A recente descoberta de novos destroços do voo 447, da Air France, que desapareceu no Atlântico dois anos atrás, é um grande avanço na tentativa de identificar as causas da tragédia.

No entanto, para as famílias das 228 pessoas que morreram no desastre, a notícia também trouxe angústia e dúvidas.

Na semana passada, as equipes de busca encontraram, além de pedaços do avião - que fazia o trajeto Rio-Paris, em 31 de maio de 2009 -, restos mortais de algumas das vítimas.

Dentro de três semanas, começarão operações para a retirada de mais fuselagem, a uma profundidade de 4 km no Atlântico, e um número desconhecido de corpos deve ser retirado no processo.

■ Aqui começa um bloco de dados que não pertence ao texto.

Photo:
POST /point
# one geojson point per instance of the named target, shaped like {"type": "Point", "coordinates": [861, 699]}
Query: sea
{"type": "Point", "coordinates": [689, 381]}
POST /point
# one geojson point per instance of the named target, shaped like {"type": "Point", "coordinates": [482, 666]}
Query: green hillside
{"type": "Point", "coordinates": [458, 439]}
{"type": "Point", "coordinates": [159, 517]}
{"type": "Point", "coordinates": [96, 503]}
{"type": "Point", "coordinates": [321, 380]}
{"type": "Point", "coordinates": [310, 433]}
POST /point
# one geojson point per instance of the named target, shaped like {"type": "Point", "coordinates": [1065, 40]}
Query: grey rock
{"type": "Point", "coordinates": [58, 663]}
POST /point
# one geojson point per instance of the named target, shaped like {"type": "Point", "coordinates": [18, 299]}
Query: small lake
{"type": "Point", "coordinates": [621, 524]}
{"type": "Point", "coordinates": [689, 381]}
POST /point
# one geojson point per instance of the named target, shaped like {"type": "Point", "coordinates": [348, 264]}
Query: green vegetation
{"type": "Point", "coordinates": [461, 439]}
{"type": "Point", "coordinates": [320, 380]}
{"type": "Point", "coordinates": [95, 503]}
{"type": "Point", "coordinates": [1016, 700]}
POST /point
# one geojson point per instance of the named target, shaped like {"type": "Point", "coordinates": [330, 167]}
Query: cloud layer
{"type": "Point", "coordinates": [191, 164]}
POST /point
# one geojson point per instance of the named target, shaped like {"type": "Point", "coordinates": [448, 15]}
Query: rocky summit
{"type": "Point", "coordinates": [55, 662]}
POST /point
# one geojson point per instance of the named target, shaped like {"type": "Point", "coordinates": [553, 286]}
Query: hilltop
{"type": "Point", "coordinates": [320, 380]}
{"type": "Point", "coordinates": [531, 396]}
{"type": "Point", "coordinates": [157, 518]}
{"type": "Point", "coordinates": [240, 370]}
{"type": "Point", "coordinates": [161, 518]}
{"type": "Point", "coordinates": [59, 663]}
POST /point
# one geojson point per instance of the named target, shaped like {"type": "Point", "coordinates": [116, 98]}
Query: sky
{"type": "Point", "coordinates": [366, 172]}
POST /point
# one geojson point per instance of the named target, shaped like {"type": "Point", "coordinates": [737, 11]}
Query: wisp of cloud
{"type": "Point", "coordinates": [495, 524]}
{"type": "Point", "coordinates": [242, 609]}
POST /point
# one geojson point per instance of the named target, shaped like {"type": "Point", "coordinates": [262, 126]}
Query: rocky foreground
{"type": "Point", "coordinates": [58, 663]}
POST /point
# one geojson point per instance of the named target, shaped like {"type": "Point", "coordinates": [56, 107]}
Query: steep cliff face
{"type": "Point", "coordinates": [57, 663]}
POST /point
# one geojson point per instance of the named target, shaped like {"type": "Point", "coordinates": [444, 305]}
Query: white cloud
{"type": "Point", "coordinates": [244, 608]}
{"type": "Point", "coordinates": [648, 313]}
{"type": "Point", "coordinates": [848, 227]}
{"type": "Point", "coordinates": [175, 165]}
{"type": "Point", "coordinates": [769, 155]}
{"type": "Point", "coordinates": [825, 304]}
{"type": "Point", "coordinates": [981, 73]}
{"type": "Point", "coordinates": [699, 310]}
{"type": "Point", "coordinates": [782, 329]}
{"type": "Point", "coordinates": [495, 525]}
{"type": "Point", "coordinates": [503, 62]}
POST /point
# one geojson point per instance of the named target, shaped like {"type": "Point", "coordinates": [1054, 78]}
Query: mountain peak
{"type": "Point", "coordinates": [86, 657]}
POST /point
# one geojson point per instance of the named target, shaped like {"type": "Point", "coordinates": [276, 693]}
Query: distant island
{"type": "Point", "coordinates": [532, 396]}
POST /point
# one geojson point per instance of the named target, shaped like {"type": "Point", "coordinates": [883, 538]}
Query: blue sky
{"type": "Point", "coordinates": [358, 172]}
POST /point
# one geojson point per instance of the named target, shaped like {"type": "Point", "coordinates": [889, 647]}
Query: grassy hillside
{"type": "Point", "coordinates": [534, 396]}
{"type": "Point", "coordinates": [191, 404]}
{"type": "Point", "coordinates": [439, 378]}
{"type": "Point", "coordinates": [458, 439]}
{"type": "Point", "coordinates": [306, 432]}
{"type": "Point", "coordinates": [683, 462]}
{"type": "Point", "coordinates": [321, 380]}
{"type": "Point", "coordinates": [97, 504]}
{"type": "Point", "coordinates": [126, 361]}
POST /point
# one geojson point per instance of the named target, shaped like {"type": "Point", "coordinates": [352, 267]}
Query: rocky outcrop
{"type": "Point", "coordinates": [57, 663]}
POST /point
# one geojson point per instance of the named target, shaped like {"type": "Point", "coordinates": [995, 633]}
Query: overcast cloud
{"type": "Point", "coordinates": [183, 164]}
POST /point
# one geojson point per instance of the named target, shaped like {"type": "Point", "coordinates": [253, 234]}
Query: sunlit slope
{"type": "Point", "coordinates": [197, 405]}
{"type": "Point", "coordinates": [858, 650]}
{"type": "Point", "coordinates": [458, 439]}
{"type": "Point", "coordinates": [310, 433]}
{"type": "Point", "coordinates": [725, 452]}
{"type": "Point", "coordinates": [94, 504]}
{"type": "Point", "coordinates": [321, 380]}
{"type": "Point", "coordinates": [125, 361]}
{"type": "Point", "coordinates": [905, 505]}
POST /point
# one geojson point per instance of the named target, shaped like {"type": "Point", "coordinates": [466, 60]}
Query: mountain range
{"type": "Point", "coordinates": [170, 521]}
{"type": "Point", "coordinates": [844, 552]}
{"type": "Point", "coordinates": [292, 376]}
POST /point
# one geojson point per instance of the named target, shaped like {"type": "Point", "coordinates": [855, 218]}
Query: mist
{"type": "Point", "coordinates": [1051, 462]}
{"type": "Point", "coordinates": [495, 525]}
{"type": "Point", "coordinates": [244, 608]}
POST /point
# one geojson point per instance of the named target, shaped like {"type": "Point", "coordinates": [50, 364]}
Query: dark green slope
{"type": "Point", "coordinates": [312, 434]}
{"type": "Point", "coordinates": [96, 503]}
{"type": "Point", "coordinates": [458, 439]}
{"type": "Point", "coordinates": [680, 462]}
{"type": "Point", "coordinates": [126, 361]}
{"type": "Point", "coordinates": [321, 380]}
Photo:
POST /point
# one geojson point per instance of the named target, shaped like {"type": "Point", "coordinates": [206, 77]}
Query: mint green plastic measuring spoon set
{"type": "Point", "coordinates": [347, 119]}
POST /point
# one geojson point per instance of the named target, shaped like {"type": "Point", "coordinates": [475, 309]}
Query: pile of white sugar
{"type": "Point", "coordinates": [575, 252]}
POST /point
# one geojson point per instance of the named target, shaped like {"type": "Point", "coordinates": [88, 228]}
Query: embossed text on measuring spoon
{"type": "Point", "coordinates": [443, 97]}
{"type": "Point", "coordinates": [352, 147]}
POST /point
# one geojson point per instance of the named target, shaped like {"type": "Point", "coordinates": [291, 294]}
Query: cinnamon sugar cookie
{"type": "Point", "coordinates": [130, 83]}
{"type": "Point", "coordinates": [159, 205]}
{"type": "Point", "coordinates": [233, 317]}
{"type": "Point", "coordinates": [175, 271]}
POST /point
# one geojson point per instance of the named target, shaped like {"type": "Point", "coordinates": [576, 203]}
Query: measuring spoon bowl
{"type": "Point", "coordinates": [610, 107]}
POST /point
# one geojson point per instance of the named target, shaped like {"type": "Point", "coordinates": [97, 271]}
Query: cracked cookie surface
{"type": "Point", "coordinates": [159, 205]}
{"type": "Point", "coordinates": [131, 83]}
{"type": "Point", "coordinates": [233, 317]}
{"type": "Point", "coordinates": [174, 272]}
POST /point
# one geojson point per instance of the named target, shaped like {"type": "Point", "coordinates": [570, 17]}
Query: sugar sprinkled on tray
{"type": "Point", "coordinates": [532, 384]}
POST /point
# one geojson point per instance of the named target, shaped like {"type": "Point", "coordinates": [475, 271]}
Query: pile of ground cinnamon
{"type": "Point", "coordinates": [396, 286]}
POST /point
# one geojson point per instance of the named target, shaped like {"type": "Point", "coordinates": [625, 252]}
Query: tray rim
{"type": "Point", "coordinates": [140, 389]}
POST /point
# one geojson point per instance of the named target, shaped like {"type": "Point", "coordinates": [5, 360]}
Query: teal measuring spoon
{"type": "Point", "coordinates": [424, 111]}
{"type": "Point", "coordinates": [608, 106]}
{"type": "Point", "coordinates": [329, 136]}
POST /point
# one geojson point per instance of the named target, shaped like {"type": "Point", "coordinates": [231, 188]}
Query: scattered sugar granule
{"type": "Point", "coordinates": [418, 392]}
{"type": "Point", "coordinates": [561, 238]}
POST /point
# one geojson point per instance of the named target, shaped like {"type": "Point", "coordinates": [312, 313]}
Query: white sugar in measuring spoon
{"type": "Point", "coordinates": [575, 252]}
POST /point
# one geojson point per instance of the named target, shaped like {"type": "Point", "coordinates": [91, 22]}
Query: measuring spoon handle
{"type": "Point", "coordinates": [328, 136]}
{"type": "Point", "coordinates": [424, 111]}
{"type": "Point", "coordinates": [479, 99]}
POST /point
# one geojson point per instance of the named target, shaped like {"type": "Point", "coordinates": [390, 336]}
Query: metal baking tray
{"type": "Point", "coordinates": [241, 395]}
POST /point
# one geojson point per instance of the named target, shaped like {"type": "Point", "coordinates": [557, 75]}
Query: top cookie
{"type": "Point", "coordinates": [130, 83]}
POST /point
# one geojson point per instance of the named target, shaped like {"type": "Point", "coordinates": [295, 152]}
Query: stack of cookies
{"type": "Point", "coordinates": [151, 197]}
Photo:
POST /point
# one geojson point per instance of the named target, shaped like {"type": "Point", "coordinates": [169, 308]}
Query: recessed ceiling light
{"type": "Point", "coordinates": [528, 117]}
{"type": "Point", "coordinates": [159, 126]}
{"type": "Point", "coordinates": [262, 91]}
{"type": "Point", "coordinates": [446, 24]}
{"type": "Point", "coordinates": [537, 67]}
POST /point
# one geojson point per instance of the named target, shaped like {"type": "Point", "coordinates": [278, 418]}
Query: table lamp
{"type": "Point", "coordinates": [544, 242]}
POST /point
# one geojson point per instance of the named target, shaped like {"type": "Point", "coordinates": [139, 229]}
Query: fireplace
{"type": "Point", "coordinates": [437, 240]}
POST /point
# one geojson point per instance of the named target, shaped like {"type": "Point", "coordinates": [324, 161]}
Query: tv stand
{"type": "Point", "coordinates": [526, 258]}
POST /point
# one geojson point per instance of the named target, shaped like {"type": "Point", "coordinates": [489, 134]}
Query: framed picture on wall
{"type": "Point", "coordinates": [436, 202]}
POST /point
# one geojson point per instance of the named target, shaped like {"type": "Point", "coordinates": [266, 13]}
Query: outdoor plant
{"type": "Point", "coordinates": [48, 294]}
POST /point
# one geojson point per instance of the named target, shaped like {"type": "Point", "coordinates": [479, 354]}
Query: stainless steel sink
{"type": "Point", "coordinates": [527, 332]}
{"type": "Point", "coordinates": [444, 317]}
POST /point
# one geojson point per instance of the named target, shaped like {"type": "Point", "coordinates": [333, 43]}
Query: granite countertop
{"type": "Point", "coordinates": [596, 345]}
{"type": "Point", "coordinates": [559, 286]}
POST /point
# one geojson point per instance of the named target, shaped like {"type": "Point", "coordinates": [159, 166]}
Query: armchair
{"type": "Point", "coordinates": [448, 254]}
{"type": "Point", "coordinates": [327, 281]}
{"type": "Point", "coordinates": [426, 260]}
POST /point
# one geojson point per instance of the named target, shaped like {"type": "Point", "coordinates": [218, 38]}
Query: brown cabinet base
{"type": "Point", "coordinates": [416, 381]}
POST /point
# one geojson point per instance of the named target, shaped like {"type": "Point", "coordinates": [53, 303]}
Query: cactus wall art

Inevitavelmente, isso deve reavivar a dor da perda entre amigos e parentes das vítimas.

''Dois grupos''

"Entre as famílias, há dois grupos", explica Robert Soulas, que perdeu sua filha, Caroline, de 24 anos, e o noivo dela, Sebastien. "Há os que preferem deixar os corpos no leito oceânico. E há os que querem trazê-los para identificação e funeral. O segundo grupo é definitivamente maior."

Mas ele faz uma ressalva: "De certa forma, é um debate inútil. O governo francês já deixou claro que os corpos serão trazidos à superfície. Então, não temos escolha", disse à BBC.

Para Soulas, acompanhar a operação de resgate promete ser uma experiência traumática.

"Vai ser muito dolorido", ele disse. "Faz dois anos que perdemos Caroline e Sebastien, e, com o tempo, lidamos com o ocorrido. Agora, de repente, temos que enfrentar uma nova situação em que talvez tenhamos que cuidar de um corpo, identificá-lo, preparar um enterro e assim por diante."

Um de seus temores é que apenas um dos corpos do casal seja recuperado. "Isso seria terrível para nós, separá-los dessa maneira."

Resgate

Nas semanas seguintes ao acidente, cerca de 50 corpos foram resgatados na superfície.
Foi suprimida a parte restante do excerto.